Who Pays? Who Decides? Unlocking Capital for Existing Buildings

Friday, October 23, 2026 10:15 AM to 11:15 AM · 1 hr. (US/Eastern)
Finance and Business Models

Information

Decarbonizing existing commercial buildings is no longer a technology problem, it is a capital allocation problem. Proven solutions exist, incentives are widespread, and energy savings are measurable. Yet investment continues to stall because the parties who pay, decide, operate, and benefit are structurally misaligned.

This session examines the financing deadlock in leased commercial real estate through three real-world lenses: ownership, property management, and performance accountability. Rather than presenting idealized case studies, the panel unpacks the real constraints that block action - investment committee hurdles, tenant pass-through structures, operational risk concerns, and uncertainty around sustained performance.

Drawing on insights from four senior leaders - representing an investment management firm, a national property and asset management firm, a building performance analytics firm and a decarbonization strategist, this discussion examines why traditional ROI calculations fail to unlock capital and what truly shifts investment behavior.
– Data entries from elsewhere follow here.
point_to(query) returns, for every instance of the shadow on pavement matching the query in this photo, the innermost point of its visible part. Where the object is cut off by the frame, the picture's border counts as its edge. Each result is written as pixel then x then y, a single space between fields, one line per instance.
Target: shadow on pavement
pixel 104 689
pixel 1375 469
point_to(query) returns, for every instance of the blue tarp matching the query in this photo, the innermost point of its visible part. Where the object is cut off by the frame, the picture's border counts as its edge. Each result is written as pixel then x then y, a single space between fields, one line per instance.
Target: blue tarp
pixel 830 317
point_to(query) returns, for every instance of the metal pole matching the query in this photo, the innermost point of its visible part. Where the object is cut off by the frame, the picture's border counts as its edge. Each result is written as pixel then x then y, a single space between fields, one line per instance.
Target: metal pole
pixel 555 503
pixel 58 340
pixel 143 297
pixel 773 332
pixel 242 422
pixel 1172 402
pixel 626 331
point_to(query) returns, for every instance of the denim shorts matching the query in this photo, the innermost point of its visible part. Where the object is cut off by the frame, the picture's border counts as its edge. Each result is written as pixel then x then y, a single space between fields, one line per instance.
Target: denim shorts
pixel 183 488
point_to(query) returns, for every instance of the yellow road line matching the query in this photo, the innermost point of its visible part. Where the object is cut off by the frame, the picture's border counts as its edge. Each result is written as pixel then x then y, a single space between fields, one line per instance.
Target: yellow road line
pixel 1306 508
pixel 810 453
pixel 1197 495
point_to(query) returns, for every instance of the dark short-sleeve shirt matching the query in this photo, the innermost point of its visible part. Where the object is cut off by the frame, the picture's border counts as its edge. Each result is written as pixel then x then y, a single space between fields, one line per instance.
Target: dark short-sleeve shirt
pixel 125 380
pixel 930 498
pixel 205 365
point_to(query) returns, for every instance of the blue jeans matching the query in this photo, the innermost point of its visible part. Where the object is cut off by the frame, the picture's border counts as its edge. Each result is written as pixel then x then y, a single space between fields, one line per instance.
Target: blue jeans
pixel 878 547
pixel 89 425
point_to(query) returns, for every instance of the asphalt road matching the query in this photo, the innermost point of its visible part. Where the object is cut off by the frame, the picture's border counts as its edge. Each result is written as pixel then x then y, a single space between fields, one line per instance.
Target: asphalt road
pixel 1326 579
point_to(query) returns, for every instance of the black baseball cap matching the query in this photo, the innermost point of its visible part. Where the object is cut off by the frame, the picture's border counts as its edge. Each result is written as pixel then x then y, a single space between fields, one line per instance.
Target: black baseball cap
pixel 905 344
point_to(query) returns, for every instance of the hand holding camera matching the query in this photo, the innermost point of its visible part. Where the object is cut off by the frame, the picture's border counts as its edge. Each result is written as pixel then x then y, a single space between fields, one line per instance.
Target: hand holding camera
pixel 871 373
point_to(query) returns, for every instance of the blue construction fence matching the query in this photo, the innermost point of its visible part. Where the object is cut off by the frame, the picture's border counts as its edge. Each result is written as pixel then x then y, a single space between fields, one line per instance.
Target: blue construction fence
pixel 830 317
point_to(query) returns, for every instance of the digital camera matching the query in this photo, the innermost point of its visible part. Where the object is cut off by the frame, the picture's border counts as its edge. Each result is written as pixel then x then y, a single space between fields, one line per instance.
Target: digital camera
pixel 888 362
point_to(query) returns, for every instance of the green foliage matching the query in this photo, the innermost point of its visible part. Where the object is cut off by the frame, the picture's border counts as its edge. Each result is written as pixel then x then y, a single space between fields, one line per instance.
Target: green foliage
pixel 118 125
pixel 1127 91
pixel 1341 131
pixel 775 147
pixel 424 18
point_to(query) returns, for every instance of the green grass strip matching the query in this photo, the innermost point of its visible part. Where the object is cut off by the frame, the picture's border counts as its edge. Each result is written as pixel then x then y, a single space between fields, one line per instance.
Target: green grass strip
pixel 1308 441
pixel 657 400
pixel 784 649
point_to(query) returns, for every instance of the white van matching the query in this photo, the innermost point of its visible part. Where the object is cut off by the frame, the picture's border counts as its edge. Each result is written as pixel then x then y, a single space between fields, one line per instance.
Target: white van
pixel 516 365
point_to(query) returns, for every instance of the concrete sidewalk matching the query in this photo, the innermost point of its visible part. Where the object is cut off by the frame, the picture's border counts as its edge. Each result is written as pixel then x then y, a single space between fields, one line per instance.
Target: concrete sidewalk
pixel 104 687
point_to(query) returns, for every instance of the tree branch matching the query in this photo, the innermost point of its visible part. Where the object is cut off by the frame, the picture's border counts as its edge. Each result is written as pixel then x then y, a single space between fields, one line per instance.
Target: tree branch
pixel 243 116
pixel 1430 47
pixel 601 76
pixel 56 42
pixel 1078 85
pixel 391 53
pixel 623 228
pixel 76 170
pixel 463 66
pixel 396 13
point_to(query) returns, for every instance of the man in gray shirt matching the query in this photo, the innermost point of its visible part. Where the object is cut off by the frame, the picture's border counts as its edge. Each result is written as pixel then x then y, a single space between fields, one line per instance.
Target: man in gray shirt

Panelists will analyze three financing structures increasingly used in existing buildings:
1. Energy-as-a-Service (EaaS) models
2. Opex-based performance contracts
3. Green lease cost-recovery mechanisms

For each structure, the session evaluates how risk is allocated, how decision authority shifts, and how operational accountability is maintained post-retrofit. Attendees will leave with practical frameworks to assess when to invest, when to defer, and how to structure retrofit financing so responsibility, risk, and results align. By connecting financial engineering to building operations and carbon performance, this session translates the 2026 theme (Invest for Impact) into actionable strategy for existing assets.
Learning Level
Advanced
Program
Track Session
Track
Finance and Business Models
Learning Objective #1
Analyze why traditional energy-savings ROI models often fail to unlock capital in leased commercial buildings.
Learning Objective #2
Compare three retrofit financing structures - Energy-as-a-Service, operating-expense-based performance contracts, and green lease cost-recovery mechanisms, based on risk allocation and decision authority.
Learning Objective #3
Evaluate how financing structure influences long-term building performance, operational accountability, and carbon reduction outcomes.
Learning Objective #4
Apply a capital-alignment framework to determine when to invest, defer, or restructure retrofit projects in existing assets.